[HN Gopher] Towards 1-bit Machine Learning Models
___________________________________________________________________
Towards 1-bit Machine Learning Models
Author : homarp
Score : 166 points
Date : 2024-03-28 10:58 UTC (1 days ago)
(HTM) web link (mobiusml.github.io)
(TXT) w3m dump (mobiusml.github.io)
| corysama wrote:
| I look forward to the inevitable probabilistic sub-bit machine
| learning models :)
| Cieric wrote:
| I assume this is ment to be a joke, but isn't this actually
| being worked on? (minus the probabilistic portion)

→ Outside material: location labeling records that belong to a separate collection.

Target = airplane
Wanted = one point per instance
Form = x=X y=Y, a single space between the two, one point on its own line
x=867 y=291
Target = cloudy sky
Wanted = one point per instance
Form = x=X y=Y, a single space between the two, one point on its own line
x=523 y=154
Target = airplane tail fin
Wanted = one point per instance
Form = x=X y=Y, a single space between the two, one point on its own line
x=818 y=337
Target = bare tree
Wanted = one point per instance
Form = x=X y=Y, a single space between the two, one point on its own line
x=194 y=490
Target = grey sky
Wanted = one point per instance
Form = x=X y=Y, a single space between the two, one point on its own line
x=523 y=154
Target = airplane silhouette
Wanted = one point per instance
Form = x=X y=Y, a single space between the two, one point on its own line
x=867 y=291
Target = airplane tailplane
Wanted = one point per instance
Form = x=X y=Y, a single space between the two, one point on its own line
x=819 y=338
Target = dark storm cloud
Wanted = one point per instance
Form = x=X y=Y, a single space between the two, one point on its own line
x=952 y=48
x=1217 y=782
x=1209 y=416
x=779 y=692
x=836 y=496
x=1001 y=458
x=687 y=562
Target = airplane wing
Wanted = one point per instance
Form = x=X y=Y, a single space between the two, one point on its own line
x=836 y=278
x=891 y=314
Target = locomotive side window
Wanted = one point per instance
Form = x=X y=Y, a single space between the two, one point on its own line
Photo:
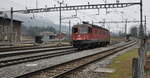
x=84 y=30
x=75 y=30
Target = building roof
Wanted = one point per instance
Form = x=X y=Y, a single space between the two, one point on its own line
x=14 y=20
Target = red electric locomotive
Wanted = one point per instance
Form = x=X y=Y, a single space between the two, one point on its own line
x=88 y=35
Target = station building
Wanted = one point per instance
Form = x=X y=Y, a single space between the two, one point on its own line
x=5 y=30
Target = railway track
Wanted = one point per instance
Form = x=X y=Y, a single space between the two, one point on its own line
x=48 y=53
x=60 y=70
x=6 y=49
x=17 y=57
x=31 y=51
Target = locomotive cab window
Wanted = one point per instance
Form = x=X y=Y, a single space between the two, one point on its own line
x=75 y=30
x=84 y=30
x=90 y=30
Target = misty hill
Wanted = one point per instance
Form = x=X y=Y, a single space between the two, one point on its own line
x=37 y=22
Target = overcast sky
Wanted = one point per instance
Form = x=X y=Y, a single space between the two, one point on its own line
x=130 y=13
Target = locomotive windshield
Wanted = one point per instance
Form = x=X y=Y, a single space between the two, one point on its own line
x=85 y=30
x=75 y=30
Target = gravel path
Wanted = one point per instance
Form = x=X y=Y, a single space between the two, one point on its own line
x=88 y=71
x=20 y=69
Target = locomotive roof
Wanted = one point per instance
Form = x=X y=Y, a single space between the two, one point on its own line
x=90 y=25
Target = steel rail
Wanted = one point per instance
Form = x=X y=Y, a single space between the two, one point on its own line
x=33 y=51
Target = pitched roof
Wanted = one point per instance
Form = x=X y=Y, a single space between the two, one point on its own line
x=14 y=20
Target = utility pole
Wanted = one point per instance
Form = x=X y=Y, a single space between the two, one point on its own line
x=145 y=26
x=60 y=3
x=36 y=4
x=141 y=59
x=11 y=26
x=69 y=29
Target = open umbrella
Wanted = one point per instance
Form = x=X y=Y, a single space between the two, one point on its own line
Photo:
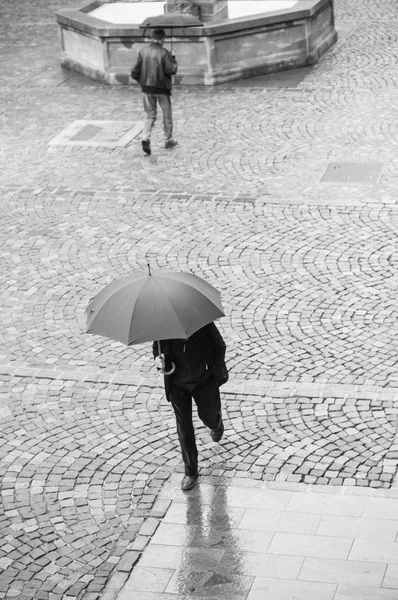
x=146 y=307
x=171 y=21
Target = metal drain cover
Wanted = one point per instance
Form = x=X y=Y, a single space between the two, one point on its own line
x=351 y=172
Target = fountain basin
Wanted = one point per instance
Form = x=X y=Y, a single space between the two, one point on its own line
x=247 y=46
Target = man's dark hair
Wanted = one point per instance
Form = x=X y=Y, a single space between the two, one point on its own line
x=158 y=34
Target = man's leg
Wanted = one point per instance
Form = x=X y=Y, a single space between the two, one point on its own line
x=150 y=108
x=165 y=105
x=208 y=401
x=181 y=401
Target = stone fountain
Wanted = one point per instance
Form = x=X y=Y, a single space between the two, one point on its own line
x=239 y=38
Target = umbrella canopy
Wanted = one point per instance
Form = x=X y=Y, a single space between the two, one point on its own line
x=148 y=307
x=172 y=20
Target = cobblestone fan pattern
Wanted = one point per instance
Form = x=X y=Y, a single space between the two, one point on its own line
x=270 y=140
x=82 y=463
x=309 y=291
x=307 y=271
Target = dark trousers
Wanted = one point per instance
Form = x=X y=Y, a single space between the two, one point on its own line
x=208 y=402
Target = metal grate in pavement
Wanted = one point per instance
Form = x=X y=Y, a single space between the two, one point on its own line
x=107 y=134
x=352 y=172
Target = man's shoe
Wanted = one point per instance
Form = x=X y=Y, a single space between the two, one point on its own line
x=216 y=434
x=146 y=146
x=188 y=482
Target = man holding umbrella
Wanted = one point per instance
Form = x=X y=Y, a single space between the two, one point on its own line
x=177 y=310
x=153 y=70
x=197 y=370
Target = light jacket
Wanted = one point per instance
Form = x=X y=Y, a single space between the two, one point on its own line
x=153 y=70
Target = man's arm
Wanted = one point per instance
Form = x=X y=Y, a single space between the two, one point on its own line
x=219 y=348
x=170 y=64
x=136 y=71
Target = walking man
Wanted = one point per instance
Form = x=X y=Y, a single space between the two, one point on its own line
x=199 y=371
x=153 y=70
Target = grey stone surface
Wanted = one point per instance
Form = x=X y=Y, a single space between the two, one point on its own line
x=307 y=272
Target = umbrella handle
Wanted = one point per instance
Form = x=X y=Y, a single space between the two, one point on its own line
x=161 y=356
x=173 y=368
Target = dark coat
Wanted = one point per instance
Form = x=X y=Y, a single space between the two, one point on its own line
x=197 y=358
x=153 y=70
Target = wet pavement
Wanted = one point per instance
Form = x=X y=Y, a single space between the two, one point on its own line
x=245 y=539
x=282 y=193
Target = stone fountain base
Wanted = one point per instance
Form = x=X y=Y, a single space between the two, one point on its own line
x=218 y=52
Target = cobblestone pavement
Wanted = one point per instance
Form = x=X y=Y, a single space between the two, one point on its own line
x=306 y=268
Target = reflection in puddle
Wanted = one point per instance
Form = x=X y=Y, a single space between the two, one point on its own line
x=205 y=568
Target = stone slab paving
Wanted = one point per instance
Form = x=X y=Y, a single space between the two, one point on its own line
x=243 y=539
x=89 y=464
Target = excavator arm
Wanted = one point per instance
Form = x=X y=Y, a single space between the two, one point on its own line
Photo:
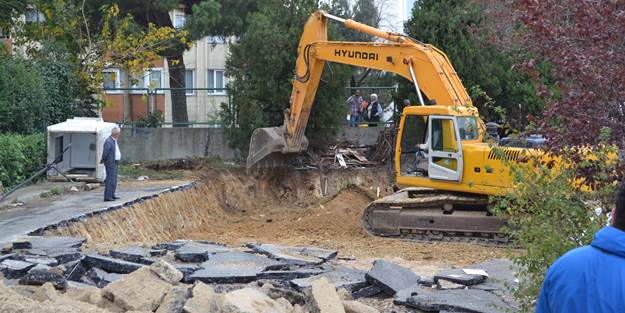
x=424 y=65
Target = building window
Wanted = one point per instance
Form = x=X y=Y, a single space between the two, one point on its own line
x=189 y=81
x=154 y=79
x=215 y=40
x=111 y=80
x=179 y=20
x=32 y=16
x=217 y=79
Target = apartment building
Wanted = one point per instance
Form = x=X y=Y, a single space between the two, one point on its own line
x=205 y=83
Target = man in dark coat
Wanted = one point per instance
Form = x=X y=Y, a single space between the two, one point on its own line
x=110 y=157
x=374 y=111
x=590 y=278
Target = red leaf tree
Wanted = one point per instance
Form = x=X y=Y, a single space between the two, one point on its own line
x=583 y=43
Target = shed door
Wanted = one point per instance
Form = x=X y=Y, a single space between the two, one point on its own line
x=83 y=152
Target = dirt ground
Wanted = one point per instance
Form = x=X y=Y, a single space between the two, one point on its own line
x=336 y=224
x=234 y=207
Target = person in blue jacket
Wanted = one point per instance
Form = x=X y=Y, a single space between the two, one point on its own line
x=590 y=278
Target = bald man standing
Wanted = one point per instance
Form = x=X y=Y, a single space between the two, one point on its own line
x=110 y=157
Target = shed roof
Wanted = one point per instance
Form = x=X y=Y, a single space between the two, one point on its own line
x=81 y=125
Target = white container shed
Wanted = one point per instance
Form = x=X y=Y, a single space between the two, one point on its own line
x=86 y=136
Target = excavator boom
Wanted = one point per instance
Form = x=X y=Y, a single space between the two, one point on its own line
x=424 y=65
x=439 y=151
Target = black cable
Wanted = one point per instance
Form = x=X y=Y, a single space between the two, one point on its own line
x=306 y=76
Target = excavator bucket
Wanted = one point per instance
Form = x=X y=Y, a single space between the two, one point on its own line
x=267 y=147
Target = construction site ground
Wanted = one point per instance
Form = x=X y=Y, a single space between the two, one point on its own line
x=283 y=207
x=229 y=205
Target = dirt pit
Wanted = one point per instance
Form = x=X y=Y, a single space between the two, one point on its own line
x=285 y=207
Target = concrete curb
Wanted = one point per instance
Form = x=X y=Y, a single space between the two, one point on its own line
x=40 y=231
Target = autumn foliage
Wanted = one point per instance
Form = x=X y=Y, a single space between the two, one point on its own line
x=583 y=43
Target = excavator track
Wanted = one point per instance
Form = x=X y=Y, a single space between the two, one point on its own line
x=431 y=215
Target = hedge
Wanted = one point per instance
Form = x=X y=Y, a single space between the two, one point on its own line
x=20 y=157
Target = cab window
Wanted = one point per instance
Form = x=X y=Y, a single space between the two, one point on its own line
x=415 y=130
x=467 y=127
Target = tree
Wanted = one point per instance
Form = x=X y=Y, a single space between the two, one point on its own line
x=89 y=35
x=22 y=97
x=261 y=66
x=455 y=27
x=582 y=41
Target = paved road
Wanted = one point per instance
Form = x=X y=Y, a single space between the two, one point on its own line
x=21 y=221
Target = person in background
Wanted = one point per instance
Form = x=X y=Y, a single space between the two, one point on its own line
x=363 y=111
x=355 y=108
x=111 y=155
x=374 y=111
x=590 y=278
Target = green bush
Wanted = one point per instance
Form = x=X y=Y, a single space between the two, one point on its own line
x=551 y=211
x=20 y=157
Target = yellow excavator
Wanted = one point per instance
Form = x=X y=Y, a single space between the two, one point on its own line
x=440 y=153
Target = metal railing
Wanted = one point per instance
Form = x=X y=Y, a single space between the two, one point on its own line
x=203 y=105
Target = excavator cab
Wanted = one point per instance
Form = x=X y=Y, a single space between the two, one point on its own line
x=430 y=142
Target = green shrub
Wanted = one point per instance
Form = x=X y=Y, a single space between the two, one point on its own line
x=551 y=212
x=20 y=157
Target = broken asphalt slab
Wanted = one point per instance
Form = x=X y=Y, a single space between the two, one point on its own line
x=458 y=276
x=40 y=277
x=343 y=277
x=48 y=243
x=132 y=254
x=70 y=208
x=457 y=300
x=291 y=274
x=102 y=278
x=501 y=275
x=234 y=267
x=111 y=265
x=294 y=255
x=391 y=277
x=198 y=252
x=15 y=269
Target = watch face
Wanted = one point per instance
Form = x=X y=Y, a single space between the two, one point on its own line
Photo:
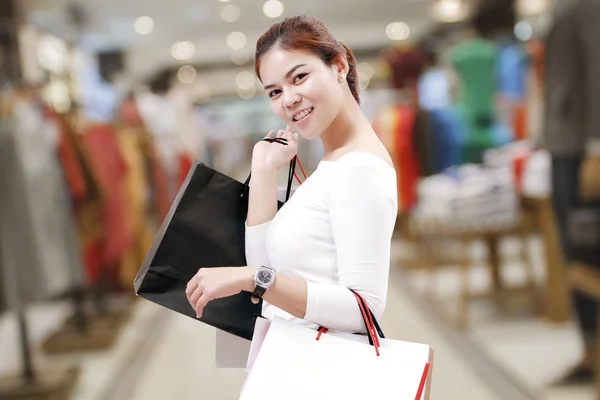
x=265 y=276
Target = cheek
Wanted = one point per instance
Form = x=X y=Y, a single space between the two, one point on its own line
x=277 y=107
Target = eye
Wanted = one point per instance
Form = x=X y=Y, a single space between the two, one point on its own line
x=274 y=93
x=300 y=77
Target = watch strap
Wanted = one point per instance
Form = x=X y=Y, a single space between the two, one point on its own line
x=259 y=291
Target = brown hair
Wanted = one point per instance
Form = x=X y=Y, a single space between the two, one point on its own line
x=309 y=34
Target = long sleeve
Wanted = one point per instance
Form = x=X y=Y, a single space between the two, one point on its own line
x=256 y=244
x=363 y=209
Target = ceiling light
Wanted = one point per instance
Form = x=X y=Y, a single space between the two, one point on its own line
x=273 y=8
x=230 y=13
x=523 y=31
x=397 y=31
x=246 y=94
x=240 y=57
x=245 y=80
x=236 y=40
x=143 y=25
x=187 y=74
x=367 y=69
x=450 y=10
x=201 y=93
x=183 y=50
x=532 y=7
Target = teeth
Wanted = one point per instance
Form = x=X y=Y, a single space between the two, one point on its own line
x=303 y=114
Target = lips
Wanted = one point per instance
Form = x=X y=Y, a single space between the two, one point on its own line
x=299 y=116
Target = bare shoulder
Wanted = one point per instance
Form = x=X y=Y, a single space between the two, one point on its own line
x=377 y=150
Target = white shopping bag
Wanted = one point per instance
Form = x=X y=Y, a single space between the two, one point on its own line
x=292 y=364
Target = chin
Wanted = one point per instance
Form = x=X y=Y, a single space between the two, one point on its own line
x=308 y=135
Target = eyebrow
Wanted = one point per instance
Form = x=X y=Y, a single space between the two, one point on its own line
x=290 y=72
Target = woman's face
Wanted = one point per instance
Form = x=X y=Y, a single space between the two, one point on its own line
x=305 y=93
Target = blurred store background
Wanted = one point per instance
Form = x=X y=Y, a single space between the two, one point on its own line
x=105 y=105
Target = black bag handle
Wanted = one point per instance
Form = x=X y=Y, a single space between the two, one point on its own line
x=365 y=320
x=292 y=169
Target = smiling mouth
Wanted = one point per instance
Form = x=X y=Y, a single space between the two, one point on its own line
x=300 y=116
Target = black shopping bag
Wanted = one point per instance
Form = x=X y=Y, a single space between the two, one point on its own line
x=205 y=228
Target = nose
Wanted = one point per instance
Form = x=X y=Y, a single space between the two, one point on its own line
x=290 y=98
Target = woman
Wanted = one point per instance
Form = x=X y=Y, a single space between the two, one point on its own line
x=335 y=233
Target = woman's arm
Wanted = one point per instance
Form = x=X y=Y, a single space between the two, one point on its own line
x=363 y=211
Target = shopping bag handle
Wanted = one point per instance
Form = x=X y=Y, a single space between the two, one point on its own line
x=292 y=169
x=374 y=331
x=372 y=320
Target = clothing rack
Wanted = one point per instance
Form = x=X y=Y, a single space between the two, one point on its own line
x=30 y=382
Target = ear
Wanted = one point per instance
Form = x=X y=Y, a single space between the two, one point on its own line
x=341 y=65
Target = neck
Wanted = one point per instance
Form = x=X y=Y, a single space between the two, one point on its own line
x=346 y=130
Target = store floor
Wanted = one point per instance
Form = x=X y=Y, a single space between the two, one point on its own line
x=182 y=364
x=161 y=355
x=532 y=351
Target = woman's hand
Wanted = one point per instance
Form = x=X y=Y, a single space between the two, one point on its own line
x=275 y=155
x=214 y=283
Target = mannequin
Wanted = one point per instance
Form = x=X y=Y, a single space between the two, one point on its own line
x=571 y=134
x=474 y=60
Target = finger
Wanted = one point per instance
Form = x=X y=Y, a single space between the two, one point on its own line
x=202 y=302
x=191 y=287
x=270 y=135
x=196 y=296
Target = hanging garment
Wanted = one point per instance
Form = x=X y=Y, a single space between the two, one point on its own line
x=475 y=62
x=447 y=138
x=110 y=169
x=136 y=206
x=434 y=89
x=408 y=163
x=41 y=207
x=512 y=66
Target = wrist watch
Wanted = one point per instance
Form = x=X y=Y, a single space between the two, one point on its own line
x=263 y=280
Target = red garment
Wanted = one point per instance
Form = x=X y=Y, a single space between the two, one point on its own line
x=520 y=122
x=109 y=168
x=68 y=157
x=408 y=167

| https://arxiv.org/abs/2310.16795
| Cheer2171 wrote:
| My 0-bit model can predict if you have cancer with 99.5%
| accuracy. It doesn't even need input data! Don't ask about the
| false negative rate though.
| asah wrote:
| My 0-bit, no-input model can predict if you have cancer with
| 99.5% accuracy and 0.5% false negative rate. Don't ask about
| whether the cancer cell(s) are benign.
| paul_mk1 wrote:
| Sub 1-bit has been done at least as far back as 2016 for VGG
| style networks (my work).
|
| I was able to get 0.68 "effective" bits.
|
| The idea is that in each forward pass you add noise to _each_
| weight independently drawn from normal distribution, and when
| you calculate snr, it 's sub 1 bit. Points to the idea that a
| stochastic memory element can be used.
|
| https://arxiv.org/abs/1606.01981
| iamgopal wrote:
| So new AI chip will be coming optimised for large scale non-byte
| bit only AI world ?
| thesz wrote:
| Every CPU and GPU now has popcount [1] instruction. You can
| thank US three letter agencies for that [2].
| [1]
| https://en.wikipedia.org/wiki/Hamming_weight#Processor_support
| [2] https://vaibhavsagar.com/blog/2019/09/08/popcount/
|
| Multiplication then is just bitwise AND and a popcount.
| ttul wrote:
| Makes you wonder what the agencies know that we don't...
| rapatel0 wrote:
| It's just cryptography and encoding. Popcount is useful for
| understanding entropy.
| JKCalhoun wrote:
| As an AI layman, I am for some reason excited by the low-bit
| learning models.
|
| Apple, now leaving behind the albatros that was the Apple car,
| could be the one to roll their own silicon and put an LLM in our
| back pockets.
|
| Goodbye Siri, hello Seriously.
| talldayo wrote:
| Or we could end up getting another Google integration, with iOS
| being too rigid and locked-down to feasibly support third-party
| private AI alternatives. Fate has a cruel sense of humor,
| sometimes.
| odyssey7 wrote:
| Are you referring to the Swift version of TensorFlow?
|
| https://www.infoworld.com/article/3608151/swift-for-
| tensorfl...
| Me1000 wrote:
| I believe they're referring to these rumors:
| https://www.macrumors.com/2024/03/21/apple-iphone-ai-
| talks-g...
| JKCalhoun wrote:
| Could be a way for Apple to buy time as well until they
| do have something competitive.
| lawlessone wrote:
| > could be the one to roll their own silicon and put an LLM in
| our back pockets.
|
| Wouldn't they have to do a lot of catching up with everyone
| else already working on it?
| declaredapple wrote:
| They've been designing their own chips a while now, including
| with an NPU.
|
| Also because of their unified memory design, they actually
| have insane bandwidth which is incredibly useful for LLMs.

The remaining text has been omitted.